Persistent storage in ElasticSearch

The data produced by Perceval can be stored in persistent storage. For example, it can be uploaded to (and later retrieved from) a database. In this section we’ll learn to do it with ElasticSearch.

ElasticSearch provides a REST API, which we will use to upload data, and later retrieve it. It works by marshalling data as JSON documents, using HTTP for communication with the ElasticSearch server, You can find details about the API in the ElasticSearch Reference manual.

Therefore, data in ElasticSearch can be managed with simple tools, such as curl, or browser plugins, such as Sense for Chrome. In fact, we will use curl occasionally, for checks and the like, later in this text. But the focus now is how to use Python scripts to access ElasticSearch. We could just use the combination of some Python HTTP module (such as urllib or Requests), and the json module.

Instead of that, we will move one abstraction layer up, and will use the elasticsearch module.
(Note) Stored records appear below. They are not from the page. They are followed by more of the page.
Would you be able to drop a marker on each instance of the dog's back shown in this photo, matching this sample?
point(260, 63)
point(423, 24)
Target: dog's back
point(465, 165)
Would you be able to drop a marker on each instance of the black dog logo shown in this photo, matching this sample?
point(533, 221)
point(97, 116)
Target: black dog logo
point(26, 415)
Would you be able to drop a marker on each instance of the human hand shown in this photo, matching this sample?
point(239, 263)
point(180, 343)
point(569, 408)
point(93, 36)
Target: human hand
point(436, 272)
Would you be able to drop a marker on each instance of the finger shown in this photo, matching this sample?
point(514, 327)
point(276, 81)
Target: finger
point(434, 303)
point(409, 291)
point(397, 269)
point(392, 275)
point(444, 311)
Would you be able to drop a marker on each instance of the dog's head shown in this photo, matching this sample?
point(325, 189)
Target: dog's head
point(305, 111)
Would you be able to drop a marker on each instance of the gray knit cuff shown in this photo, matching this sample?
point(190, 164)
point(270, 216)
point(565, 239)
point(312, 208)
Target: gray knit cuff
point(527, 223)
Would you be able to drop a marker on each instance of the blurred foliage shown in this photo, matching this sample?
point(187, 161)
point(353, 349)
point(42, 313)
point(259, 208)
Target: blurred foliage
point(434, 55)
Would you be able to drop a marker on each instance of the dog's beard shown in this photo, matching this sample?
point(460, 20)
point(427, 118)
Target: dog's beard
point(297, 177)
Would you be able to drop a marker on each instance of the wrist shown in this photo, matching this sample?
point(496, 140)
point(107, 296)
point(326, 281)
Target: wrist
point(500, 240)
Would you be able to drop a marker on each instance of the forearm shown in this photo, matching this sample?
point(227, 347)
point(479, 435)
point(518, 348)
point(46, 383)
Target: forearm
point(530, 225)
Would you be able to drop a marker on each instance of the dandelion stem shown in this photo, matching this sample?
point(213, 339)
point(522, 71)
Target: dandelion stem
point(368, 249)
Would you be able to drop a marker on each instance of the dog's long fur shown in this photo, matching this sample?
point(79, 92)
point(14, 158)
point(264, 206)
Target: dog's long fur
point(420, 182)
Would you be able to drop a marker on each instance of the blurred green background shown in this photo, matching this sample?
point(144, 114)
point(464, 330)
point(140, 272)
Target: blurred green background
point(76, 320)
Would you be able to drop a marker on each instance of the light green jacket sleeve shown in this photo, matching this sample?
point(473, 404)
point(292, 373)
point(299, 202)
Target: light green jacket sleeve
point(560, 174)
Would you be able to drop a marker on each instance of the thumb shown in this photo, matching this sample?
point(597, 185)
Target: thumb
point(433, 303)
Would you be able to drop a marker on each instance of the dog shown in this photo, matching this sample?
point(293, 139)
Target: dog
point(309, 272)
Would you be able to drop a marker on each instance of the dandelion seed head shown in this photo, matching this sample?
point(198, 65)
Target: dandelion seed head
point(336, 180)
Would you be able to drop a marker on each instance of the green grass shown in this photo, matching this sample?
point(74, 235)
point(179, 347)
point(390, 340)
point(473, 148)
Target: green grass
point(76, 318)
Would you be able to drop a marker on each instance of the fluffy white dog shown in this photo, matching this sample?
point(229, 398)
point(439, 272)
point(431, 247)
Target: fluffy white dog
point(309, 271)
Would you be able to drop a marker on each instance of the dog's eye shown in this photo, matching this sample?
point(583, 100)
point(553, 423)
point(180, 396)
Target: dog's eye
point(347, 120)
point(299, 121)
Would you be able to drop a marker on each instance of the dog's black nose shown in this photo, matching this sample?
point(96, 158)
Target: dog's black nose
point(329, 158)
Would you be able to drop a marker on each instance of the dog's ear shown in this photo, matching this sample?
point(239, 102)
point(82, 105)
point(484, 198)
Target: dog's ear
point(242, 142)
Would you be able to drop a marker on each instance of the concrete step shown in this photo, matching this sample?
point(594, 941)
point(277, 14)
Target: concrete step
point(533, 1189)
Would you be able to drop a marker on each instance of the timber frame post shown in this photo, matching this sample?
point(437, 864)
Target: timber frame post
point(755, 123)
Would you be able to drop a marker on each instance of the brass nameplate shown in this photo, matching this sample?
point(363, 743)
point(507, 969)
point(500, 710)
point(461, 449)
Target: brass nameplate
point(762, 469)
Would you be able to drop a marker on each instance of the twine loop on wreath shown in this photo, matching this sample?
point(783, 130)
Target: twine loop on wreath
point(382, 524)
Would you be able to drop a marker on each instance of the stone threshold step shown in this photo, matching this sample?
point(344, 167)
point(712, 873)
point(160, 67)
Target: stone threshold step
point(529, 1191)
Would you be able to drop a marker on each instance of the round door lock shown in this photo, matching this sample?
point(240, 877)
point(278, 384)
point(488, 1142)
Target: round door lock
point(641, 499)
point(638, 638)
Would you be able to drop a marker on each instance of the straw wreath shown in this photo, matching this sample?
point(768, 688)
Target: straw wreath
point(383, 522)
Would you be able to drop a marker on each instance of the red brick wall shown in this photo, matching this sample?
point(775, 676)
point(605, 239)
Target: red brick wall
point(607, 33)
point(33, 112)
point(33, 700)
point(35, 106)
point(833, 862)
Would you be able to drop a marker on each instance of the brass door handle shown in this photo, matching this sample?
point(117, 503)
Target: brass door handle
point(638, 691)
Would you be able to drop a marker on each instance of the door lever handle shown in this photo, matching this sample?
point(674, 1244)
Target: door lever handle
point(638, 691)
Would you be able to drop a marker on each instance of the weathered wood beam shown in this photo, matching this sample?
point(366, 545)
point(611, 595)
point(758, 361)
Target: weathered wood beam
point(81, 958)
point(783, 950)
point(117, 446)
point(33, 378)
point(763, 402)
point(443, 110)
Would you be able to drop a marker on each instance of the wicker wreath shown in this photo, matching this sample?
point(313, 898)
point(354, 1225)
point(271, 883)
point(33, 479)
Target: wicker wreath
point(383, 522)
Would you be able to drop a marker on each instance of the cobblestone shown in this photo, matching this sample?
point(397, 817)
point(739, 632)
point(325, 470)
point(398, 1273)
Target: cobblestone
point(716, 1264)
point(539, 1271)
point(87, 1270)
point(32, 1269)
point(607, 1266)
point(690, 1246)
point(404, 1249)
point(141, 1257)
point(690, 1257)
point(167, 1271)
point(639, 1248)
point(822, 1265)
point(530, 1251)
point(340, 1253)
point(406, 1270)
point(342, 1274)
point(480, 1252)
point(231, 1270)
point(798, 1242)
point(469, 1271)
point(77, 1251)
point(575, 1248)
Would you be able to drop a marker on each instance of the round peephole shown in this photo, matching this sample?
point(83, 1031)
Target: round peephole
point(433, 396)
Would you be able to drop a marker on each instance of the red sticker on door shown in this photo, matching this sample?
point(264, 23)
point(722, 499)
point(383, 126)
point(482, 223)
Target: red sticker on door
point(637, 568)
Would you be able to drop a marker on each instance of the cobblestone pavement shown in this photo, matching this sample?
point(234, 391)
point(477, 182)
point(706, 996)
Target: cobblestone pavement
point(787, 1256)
It provides comfortable access to the primitives in the ElasticSearch REST API as convenient Python constructs. If you are interested, you could even more yet another layer up, and use the elasticsearch-dsl module, which provides ORM-like constructs for accessing ElasticSearch from Python. But we’re not covering it here.

Creating our first index

So, let’s start with the basics of using the elasticsearch module. To begin with, we will add the module to our virtual environment, using pip:

pip install elasticsearch

Now we can write some Python code to test it perceval_elasticsearch_1.py:

from perceval.backends.core.git import Git
import elasticsearch

# Url for the git repo to analyze
repo_url = 'http://github.com/grimoirelab/perceval.git'
# Directory for letting Perceval clone the git repo
repo_dir = '/tmp/perceval.git'
# ElasticSearch instance (url)
es = elasticsearch.Elasticsearch(['http://localhost:9200/'])

# Create the 'commits' index in ElasticSearch
es.indices.create('commits')
# Create a Git object, pointing to repo_url, using repo_dir for cloning
repo = Git(uri=repo_url, gitpath=repo_dir)
# Fetch all commits as an iteratoir, and iterate it uploading to ElasticSearch
for commit in repo.fetch():
    # Create the object (dictionary) to upload to ElasticSearch
    summary = {'hash': commit['data']['commit']}
    print(summary)
    # Upload the object to ElasticSearch
    es.index(index='commits', doc_type='summary', body=summary)

This little script assumes that we’re running a local instance of ElasticSearch, which is accessible via the default url: http://localhost:9200/ (that is, port 9200 in the local machine). The script creates a new index called commits, which will contain the hash for every commit in the analyzed repository (in this case, the Perceval git repository).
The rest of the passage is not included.